Are you going to pay him for his time saving your life off duty? Legitimate question. He has no obligation to save your life and he's probably exhausted from all the life saving he's already done. Hope you don't "bug out" from life itself because he was falling asleep trying to prevent you from bleeding out when there's a perfectly good trooper there to deal with your injury.


----------



## ECOMCON (Dec 30, 2018)

RDWRER said:


> Are you going to pay him for his time saving your life off duty? Legitimate question. He has no obligation to save your life and he's probably exhausted from all the life saving he's already done. Hope you don't "bug out" from life itself because he was falling asleep trying to prevent you from bleeding out when there's a perfectly good trooper there to deal with your injury.

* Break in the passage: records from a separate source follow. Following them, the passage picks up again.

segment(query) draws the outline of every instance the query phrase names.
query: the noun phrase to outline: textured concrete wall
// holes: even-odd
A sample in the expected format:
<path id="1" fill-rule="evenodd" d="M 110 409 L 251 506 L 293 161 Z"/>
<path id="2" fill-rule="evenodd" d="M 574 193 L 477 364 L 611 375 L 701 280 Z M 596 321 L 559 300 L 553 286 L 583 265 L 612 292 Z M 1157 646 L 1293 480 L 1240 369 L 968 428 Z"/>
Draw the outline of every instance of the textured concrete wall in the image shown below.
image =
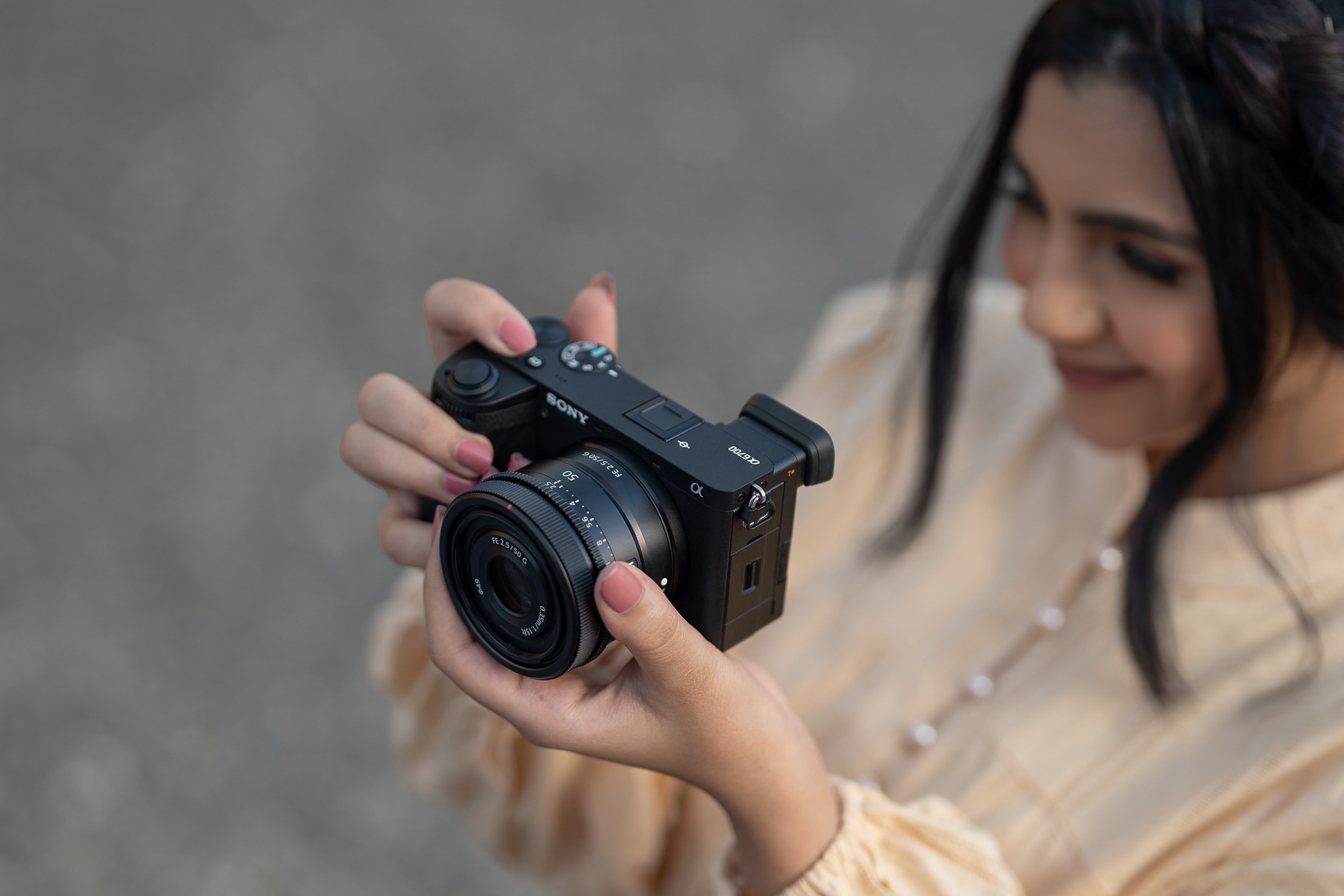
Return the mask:
<path id="1" fill-rule="evenodd" d="M 0 1 L 0 892 L 527 893 L 391 764 L 337 457 L 457 274 L 711 418 L 886 274 L 1035 0 Z"/>

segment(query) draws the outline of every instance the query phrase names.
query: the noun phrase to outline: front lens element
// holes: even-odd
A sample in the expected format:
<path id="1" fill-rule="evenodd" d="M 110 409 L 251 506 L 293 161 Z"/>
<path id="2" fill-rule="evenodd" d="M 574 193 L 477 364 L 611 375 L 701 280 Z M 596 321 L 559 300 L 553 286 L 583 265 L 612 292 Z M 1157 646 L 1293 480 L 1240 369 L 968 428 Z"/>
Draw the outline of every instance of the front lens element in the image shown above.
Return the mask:
<path id="1" fill-rule="evenodd" d="M 524 617 L 532 609 L 532 595 L 528 594 L 527 579 L 519 572 L 517 564 L 505 557 L 495 557 L 487 567 L 495 598 L 505 613 Z"/>
<path id="2" fill-rule="evenodd" d="M 633 563 L 675 592 L 681 544 L 671 500 L 642 463 L 581 445 L 462 492 L 439 557 L 477 642 L 532 678 L 595 660 L 610 637 L 593 603 L 609 563 Z"/>

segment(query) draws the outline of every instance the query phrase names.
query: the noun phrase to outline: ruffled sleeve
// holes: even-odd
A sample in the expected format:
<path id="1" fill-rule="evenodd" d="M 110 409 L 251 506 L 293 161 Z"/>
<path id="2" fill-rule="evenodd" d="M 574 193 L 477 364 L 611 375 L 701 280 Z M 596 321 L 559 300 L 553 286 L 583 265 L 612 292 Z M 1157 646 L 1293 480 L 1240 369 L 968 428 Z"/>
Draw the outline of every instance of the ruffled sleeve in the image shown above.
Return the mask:
<path id="1" fill-rule="evenodd" d="M 999 845 L 946 799 L 898 803 L 835 778 L 840 832 L 782 896 L 1016 896 Z"/>

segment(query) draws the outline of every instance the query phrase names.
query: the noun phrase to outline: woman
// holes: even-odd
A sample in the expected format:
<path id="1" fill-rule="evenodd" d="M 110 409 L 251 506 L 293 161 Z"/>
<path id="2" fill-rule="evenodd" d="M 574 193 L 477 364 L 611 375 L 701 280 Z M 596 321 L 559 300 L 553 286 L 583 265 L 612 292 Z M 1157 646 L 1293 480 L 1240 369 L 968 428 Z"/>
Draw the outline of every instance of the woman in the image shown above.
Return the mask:
<path id="1" fill-rule="evenodd" d="M 802 364 L 837 474 L 800 498 L 789 611 L 732 654 L 616 566 L 597 664 L 489 660 L 406 502 L 489 447 L 370 380 L 344 453 L 427 563 L 374 643 L 415 780 L 573 893 L 1344 892 L 1333 21 L 1047 7 L 931 283 L 843 297 Z M 1015 286 L 973 277 L 1004 192 Z M 476 283 L 426 318 L 439 359 L 534 343 Z M 616 347 L 609 277 L 570 325 Z"/>

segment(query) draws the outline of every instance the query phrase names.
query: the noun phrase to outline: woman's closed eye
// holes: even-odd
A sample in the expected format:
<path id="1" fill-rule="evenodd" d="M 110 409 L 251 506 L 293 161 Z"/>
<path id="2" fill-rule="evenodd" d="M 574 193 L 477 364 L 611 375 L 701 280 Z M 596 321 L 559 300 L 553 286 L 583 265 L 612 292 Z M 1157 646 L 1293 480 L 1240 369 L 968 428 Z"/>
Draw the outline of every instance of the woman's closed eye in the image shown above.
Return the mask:
<path id="1" fill-rule="evenodd" d="M 1032 215 L 1046 216 L 1046 203 L 1030 187 L 1005 187 L 1004 193 L 1024 211 Z"/>
<path id="2" fill-rule="evenodd" d="M 1153 279 L 1163 286 L 1175 286 L 1180 279 L 1181 269 L 1169 261 L 1140 249 L 1133 243 L 1116 243 L 1116 254 L 1130 270 Z"/>

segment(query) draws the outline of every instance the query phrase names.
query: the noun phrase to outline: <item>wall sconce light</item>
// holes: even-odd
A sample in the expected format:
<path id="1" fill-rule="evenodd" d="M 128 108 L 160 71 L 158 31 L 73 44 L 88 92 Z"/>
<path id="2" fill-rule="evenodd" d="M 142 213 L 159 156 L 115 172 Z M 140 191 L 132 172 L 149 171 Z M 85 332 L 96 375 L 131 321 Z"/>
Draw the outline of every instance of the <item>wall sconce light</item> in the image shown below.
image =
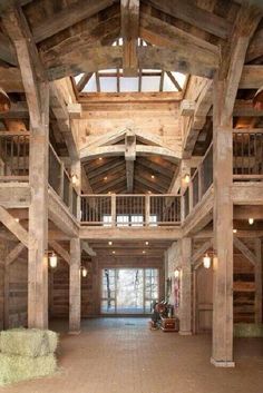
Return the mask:
<path id="1" fill-rule="evenodd" d="M 58 256 L 53 252 L 49 255 L 49 265 L 52 268 L 58 266 Z"/>
<path id="2" fill-rule="evenodd" d="M 82 277 L 87 277 L 88 271 L 87 271 L 86 267 L 82 267 L 82 268 L 81 268 L 81 274 L 82 274 Z"/>
<path id="3" fill-rule="evenodd" d="M 0 87 L 0 112 L 7 112 L 11 108 L 11 101 L 6 91 Z"/>
<path id="4" fill-rule="evenodd" d="M 210 268 L 211 267 L 211 256 L 206 253 L 205 256 L 203 257 L 203 265 L 205 268 Z"/>
<path id="5" fill-rule="evenodd" d="M 185 174 L 185 176 L 184 176 L 184 183 L 186 183 L 186 184 L 188 184 L 189 183 L 189 180 L 191 180 L 191 176 L 189 176 L 189 174 Z"/>
<path id="6" fill-rule="evenodd" d="M 71 176 L 71 181 L 72 181 L 74 185 L 76 185 L 78 183 L 78 176 L 76 174 L 74 174 Z"/>

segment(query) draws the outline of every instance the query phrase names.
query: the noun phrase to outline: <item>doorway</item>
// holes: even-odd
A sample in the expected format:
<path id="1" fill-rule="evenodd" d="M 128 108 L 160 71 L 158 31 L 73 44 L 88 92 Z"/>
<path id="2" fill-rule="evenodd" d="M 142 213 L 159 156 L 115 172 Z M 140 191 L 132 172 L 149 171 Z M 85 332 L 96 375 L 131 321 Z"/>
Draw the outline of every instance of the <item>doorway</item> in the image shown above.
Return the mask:
<path id="1" fill-rule="evenodd" d="M 149 314 L 158 301 L 157 268 L 104 268 L 101 314 Z"/>

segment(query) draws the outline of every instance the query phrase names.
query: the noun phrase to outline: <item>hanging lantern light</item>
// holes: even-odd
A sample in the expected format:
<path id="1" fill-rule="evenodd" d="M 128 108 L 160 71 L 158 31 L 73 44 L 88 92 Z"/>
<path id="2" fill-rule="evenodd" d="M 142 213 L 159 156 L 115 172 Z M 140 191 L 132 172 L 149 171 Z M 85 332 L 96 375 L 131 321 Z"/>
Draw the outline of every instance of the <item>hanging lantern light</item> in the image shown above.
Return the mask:
<path id="1" fill-rule="evenodd" d="M 50 267 L 55 268 L 58 265 L 58 256 L 52 252 L 52 254 L 49 256 L 49 265 Z"/>
<path id="2" fill-rule="evenodd" d="M 82 277 L 87 277 L 88 271 L 86 267 L 82 267 Z"/>
<path id="3" fill-rule="evenodd" d="M 6 91 L 0 87 L 0 112 L 7 112 L 11 108 L 11 101 Z"/>
<path id="4" fill-rule="evenodd" d="M 205 256 L 203 257 L 203 265 L 205 268 L 210 268 L 211 267 L 211 257 L 208 254 L 205 254 Z"/>

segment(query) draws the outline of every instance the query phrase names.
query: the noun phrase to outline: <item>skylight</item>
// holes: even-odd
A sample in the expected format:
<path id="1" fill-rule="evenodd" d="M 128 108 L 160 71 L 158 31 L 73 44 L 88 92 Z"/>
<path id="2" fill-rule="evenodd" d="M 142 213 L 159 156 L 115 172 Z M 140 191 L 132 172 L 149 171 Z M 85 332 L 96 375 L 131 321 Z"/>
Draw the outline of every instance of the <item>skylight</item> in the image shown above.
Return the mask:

......said the uber driver who runs to the forum upset & cursing when not tipped.


----------



## RDWRER (May 24, 2018)

ECOMCON said:


> ......said the uber driver who runs to the forum upset & cursing when not tipped.


Are you taking about yourself here? I implore you to look at my posting history and find even one post where I complained that I was not being tipped. Go ahead. I'll wait.


----------



## ECOMCON (Dec 30, 2018)

RDWRER said:


> Are you taking about yourself here? I implore you to look at my posting history and find even one post where I complained that I was not being tipped. Go ahead. I'll wait.

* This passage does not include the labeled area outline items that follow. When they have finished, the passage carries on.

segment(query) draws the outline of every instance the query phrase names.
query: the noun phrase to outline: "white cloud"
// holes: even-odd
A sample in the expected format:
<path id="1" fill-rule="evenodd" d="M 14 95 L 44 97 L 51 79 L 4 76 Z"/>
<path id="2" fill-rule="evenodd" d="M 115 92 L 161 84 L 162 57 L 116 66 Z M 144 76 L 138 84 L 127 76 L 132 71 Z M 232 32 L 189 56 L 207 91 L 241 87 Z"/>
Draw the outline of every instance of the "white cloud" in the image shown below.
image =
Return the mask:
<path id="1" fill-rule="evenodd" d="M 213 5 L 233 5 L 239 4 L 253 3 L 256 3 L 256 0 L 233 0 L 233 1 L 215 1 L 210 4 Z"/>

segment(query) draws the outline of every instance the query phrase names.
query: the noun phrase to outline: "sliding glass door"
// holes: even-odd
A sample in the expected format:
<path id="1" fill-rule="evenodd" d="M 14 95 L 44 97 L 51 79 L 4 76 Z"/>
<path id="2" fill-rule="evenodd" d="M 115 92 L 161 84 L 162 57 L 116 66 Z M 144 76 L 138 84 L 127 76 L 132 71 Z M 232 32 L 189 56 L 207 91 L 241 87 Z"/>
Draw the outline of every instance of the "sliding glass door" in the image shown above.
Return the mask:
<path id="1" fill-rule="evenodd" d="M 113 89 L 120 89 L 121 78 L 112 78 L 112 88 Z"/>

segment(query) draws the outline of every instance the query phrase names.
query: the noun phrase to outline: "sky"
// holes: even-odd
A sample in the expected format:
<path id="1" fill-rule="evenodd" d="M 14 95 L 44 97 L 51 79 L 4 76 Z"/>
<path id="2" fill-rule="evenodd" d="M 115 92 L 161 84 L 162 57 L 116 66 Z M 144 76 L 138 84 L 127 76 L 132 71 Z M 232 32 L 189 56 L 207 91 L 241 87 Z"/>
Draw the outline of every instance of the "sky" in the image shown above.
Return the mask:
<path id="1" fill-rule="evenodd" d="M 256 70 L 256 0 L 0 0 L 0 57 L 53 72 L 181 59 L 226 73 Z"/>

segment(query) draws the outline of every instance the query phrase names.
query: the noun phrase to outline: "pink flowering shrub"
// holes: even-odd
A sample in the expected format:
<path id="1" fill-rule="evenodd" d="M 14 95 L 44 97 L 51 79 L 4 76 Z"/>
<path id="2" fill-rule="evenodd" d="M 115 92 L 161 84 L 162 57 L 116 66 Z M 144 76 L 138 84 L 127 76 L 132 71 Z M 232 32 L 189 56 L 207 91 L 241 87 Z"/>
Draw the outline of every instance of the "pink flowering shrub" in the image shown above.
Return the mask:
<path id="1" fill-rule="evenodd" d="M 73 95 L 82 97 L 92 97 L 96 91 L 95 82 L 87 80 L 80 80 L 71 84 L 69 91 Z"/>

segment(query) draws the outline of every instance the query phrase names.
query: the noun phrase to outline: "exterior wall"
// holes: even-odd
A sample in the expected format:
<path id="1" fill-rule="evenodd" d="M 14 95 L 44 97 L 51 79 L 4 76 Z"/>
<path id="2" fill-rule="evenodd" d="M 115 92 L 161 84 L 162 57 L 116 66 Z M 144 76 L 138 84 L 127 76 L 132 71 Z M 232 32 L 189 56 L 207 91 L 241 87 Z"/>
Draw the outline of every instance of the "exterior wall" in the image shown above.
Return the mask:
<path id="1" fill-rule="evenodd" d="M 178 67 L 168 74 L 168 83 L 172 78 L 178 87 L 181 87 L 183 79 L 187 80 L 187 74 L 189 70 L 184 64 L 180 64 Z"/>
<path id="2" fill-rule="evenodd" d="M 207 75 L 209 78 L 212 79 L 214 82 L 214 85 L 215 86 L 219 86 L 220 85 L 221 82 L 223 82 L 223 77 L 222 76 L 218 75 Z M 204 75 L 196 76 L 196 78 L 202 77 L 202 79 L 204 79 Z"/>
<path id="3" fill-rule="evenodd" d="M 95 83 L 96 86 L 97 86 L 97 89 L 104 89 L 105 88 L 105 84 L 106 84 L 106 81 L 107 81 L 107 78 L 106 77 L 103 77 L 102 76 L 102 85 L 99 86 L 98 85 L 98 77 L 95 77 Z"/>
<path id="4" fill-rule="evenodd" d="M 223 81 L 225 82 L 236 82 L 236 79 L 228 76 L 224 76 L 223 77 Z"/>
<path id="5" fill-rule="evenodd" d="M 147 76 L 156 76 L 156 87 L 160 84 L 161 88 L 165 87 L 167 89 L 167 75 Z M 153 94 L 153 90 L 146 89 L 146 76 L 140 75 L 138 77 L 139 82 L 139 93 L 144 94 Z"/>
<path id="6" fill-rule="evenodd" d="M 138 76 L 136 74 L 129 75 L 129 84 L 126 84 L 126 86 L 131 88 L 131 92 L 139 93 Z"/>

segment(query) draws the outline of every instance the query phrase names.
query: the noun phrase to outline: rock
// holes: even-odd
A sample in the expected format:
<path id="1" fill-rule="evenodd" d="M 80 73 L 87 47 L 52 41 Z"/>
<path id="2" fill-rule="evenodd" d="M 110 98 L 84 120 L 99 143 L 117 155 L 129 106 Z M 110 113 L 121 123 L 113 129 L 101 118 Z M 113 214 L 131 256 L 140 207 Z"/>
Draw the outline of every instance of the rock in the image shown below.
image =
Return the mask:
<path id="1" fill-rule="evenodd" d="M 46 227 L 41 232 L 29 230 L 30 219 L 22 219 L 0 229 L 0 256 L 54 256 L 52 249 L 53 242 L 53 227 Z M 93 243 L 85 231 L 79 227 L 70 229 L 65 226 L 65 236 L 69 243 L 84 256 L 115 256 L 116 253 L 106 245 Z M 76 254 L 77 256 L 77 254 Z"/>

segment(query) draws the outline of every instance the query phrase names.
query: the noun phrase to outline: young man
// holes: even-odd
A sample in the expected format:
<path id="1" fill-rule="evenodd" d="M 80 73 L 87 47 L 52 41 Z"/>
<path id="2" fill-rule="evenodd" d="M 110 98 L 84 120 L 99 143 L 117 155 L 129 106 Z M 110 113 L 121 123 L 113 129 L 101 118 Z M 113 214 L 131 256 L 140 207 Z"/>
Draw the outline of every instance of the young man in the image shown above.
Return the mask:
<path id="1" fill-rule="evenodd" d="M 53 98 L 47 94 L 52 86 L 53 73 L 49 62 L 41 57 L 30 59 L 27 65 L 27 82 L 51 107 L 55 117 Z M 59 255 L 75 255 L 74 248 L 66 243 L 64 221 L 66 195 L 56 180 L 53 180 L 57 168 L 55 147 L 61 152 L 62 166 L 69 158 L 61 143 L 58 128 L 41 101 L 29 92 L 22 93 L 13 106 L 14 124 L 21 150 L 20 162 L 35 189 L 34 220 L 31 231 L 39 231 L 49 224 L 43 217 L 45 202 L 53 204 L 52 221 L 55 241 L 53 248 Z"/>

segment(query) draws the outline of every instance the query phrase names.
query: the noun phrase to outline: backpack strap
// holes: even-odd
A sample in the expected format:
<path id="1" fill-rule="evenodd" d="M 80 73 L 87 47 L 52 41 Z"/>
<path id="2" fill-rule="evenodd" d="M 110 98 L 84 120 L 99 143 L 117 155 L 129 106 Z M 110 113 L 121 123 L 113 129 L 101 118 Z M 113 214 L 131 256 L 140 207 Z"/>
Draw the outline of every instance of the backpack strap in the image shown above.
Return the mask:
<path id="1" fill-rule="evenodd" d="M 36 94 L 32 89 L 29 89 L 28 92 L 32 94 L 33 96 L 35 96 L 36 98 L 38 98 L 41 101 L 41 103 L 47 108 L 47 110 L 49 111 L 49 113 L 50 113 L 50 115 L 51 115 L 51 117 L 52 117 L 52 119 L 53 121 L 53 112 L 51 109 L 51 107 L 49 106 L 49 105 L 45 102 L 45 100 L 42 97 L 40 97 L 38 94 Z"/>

Signing off, don't come back now
Ya' Hear


----------



## RDWRER (May 24, 2018)

ECOMCON said:


> Signing off, don't come back now
> Ya' Hear​


​I have no idea what the hell you're saying.


----------



## ECOMCON (Dec 30, 2018)

RDWRER said:


> I have no idea what the hell you're saying. Whatever it is you're smoking, you might consider laying off it a bit. Either that or share it so we can all be crazy enough to understand.

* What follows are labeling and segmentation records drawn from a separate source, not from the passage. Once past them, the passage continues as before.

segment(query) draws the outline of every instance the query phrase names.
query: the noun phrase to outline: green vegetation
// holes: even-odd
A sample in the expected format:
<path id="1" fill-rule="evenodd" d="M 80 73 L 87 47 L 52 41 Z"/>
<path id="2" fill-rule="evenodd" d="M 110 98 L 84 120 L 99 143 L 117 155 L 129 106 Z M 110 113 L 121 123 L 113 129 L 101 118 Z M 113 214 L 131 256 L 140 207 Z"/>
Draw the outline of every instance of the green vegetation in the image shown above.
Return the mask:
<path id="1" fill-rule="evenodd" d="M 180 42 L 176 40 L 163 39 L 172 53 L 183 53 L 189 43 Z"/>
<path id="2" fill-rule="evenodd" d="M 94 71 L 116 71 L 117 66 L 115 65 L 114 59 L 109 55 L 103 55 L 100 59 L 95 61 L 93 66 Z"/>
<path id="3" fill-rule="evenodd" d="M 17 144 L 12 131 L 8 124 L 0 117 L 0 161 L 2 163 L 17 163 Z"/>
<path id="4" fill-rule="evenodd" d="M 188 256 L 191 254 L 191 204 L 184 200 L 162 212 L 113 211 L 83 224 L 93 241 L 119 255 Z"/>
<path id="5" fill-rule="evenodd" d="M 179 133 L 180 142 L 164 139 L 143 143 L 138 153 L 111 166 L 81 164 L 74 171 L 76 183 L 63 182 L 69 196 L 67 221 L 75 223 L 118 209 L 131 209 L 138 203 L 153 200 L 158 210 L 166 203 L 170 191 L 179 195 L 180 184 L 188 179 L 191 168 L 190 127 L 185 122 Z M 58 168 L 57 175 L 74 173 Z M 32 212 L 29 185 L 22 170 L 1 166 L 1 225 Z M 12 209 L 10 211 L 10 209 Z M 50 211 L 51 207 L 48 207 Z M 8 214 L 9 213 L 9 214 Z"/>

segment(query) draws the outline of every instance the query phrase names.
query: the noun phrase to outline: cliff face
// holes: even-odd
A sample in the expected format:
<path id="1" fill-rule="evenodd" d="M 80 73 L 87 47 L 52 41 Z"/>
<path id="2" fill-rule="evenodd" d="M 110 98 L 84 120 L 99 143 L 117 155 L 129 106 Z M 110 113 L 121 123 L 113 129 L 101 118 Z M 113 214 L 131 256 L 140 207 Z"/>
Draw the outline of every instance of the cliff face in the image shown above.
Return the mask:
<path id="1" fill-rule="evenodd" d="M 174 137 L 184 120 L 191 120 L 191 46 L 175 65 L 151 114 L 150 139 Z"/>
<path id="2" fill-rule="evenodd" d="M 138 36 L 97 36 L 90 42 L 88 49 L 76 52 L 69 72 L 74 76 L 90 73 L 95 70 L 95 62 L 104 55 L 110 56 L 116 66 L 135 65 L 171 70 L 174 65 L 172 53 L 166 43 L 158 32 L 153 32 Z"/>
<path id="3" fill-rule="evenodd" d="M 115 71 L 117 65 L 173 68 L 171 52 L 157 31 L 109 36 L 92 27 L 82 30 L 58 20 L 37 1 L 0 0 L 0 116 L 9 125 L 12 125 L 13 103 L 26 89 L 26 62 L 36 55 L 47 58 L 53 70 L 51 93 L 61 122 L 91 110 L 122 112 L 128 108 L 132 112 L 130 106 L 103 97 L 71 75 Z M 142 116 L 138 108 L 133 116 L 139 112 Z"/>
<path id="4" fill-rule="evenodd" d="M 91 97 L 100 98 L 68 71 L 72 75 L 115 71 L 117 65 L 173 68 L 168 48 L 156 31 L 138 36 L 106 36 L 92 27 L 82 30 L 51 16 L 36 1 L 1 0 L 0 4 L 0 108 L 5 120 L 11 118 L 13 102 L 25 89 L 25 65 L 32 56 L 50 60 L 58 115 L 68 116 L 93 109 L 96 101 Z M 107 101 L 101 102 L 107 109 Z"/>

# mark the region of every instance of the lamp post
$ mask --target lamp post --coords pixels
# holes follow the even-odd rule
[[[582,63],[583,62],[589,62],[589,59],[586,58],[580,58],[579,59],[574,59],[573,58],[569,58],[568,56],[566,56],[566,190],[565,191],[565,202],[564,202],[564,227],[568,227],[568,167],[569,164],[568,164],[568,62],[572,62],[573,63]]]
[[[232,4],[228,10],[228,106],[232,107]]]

SOP for an uber driver When confused: initiate "act out" mode
Including but not limited to: tantrum, foul language and accusations of perceived offender drug use and collusion.

Once again

Bye bye


----------



## JimKE (Oct 28, 2016)

Taxi2Uber said:


> Here's some light reading for you, FL guy
> https://floridacyclinglaw.com/blog/archives/bicycles-may-use-full-lane
> http://sbcsite.altervista.org/SBC-Site/Share the Road.html
> 
> ...


Yeah. I think somewhere in my 25 year career as a cop in this town, I may have come across some of that info.



ECOMCON said:


> I hope if I'm a casualty of a accident, a passing on-site EMT will display more professional behavior & dedication , stop and assist the single alone Trooper dealing with traffic & the injured simultaneously.
> 
> But u ran
> 
> Sad


The very FIRST thing you learn in EMT school is "scene safety." If the scene is not safe, you don't go there. That's one of the big differences between cops and EMS personnel -- cops are supposed to charge in; EMTs are supposed to wait until it's safe.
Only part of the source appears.